Man hatte sozusagen blindes Vertrauen zueinander?

Wolfgang: Ich glaube, das ist gar nicht so sehr eine Frage des Vertrauens, weil in dem Moment ist man nur im Geschehen. Das ist einfach eine Sprache, die man gemeinsam spricht.

Christian: Sich einzulassen auf den Moment.

Wolfgang: Frei zu spielen ist die allerhöchste Kunst des Musizierens, die oft mit Beliebigkeit verwechselt wird. Aber wenn Meister der Improvisation, wie etwa Wayne Shorter, sich in diesen Bereich begeben und einen Abend quasi von Null an erfinden, dann sind das absolute Höhepunkte.

Weil Sie Wayne Shorter ansprechen: Joe Zawinul sagte einmal, dass er schon Sekunden vorher wusste, was sein Saxophonist in einer Live-Session spielen würde. Gibt es diese Vorausahnung zwischen Ihnen ebenfalls?

Christian: Das war in der Zeit, wo wir sehr viel miteinander gespielt haben, absolut so.

Kann man generell sagen, dass man sich mit Musikern, mit denen man auf der Bühne hervorragend harmoniert, auch menschlich gut versteht?

Wolfgang: Nein, ich kann mit Musikern telepathisch auf der Bühne agieren und sie sonst nicht besonders gut kennen.

"Sehr prägend für uns war auch das viele gemeinsame vierstimmige Singen in der Familie. Das war die beste Übung für Improvisation."

Christian Muthspiel - © Robert Wimmer
"Sehr prägend für uns war auch das viele gemeinsame vierstimmige Singen in der Familie. Das war die beste Übung für Improvisation."
Christian Muthspiel - © Robert Wimmer


Christian:
Bei uns beiden ist es interessant, dass das Verhältnis von Verwandtschaft, Seelenverwandtschaft und musikalischer Verwandtschaft immer wieder einem Wandel unterworfen ist. Es ist immer etwas anderes im Vordergrund gestanden. Je nachdem, was gerade das Wichtigste war.

In punkto musikalische Seelenverwandtschaft: Worauf kommt es beim freien Improvisieren am meisten an?

Wolfgang: Für mich kann ich das so beantworten, dass ich mich ein ganzes Leben lang auf diesen Moment vorbereite. Ich kann nur dann ein befriedigendes Resultat erzielen, wenn ich dem Moment traue. Das ist eine schwere Übung vor Publikum.

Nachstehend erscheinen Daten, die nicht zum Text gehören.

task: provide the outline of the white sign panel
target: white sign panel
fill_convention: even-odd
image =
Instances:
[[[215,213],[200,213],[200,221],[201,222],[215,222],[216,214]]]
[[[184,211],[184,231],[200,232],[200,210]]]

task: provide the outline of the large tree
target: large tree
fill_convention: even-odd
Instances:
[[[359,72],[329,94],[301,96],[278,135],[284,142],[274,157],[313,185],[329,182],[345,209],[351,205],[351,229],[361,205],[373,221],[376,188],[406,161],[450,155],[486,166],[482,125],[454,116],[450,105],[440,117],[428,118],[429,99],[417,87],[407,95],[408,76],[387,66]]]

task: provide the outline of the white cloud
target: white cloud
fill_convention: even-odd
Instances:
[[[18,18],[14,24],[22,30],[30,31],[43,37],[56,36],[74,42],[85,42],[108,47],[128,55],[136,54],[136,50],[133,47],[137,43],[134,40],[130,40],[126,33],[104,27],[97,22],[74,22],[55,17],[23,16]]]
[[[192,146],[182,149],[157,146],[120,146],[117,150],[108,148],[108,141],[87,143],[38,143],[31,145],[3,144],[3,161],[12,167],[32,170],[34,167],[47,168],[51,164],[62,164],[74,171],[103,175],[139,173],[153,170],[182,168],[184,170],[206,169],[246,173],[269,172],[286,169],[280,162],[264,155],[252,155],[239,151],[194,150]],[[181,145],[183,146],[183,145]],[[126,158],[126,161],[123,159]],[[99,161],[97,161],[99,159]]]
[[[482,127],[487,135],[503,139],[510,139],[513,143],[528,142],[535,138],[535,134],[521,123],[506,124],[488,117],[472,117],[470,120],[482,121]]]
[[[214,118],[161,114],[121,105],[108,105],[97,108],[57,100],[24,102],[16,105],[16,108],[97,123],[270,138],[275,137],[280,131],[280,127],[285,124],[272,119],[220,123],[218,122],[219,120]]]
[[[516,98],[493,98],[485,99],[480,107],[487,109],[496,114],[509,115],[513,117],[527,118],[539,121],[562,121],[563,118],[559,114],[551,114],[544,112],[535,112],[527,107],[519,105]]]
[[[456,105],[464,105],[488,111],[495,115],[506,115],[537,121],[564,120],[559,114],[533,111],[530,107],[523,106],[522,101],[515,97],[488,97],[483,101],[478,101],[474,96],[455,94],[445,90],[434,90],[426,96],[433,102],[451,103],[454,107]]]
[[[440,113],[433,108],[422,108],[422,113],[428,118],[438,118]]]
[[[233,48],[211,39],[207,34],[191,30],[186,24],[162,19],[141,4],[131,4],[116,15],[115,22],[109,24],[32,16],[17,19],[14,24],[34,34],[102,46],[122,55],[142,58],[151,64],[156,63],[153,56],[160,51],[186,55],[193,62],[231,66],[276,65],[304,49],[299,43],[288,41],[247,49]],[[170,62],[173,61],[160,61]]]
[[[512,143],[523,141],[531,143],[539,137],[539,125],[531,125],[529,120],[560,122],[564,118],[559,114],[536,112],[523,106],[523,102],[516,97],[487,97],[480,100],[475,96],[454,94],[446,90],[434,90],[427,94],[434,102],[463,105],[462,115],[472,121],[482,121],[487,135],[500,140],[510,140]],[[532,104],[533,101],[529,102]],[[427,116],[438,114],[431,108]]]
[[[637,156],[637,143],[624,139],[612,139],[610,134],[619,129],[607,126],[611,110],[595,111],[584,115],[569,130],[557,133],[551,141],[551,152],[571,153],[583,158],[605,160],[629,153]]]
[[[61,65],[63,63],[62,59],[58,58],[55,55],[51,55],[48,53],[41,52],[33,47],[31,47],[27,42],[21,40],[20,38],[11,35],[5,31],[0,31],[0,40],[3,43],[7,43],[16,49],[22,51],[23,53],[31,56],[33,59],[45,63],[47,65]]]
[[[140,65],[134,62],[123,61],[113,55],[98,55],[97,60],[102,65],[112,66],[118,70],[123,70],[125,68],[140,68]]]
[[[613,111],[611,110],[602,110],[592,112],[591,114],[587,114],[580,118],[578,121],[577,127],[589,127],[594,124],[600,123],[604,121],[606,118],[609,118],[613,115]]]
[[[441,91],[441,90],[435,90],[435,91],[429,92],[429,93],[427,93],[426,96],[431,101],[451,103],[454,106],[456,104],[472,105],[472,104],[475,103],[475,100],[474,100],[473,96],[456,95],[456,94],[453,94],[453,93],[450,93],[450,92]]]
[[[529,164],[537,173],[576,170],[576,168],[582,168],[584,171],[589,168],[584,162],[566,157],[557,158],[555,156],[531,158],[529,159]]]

Ist das - auf das Leben bezogen - vergleichbar mit dem Satz, dass es eine schwierige Kunst ist, die Intensität des Moments zu leben?

Wolfgang: Ich glaube, das ist genau das. Alles, was im Leben gilt, gilt letztlich auch fürs Musizieren.

Christian: Im Endeffekt klingen die Menschen so wie sie sind. Und das macht letztlich die Unterschiede aus, sofern sie in diesen Moment hineingehen. Dann wird die musikalische Sprache wie der Ausdruck der Person.

Wolfgang: Dass es manchmal leicht und fließend klingt, ist letztlich der Grund, warum wir diese Arbeit machen. Es geht bis heute um diese leuchtenden Momente, die wir als Kinder beim Musikhören erlebt haben. Die Musik hat uns wo hingebracht, wo man im täglichen Leben nicht hinkommt. Genau dieser Moment hat sich bei uns so eingegraben, dass wir ihn ständig suchen. Mit jedem Mal Spielen wollen wir dorthin. In diese andere Welt. Ich glaube, was uns am meisten verbindet, sind eben diese Momente, die unser Vater uns damals auf eine sehr idealistische Art vermittelt hat. Wo man diese schöne höhere Welt als Zuhörer betreten durfte. Das ist der Kern unseres Musikmachens - und der Kern unserer Verbindung.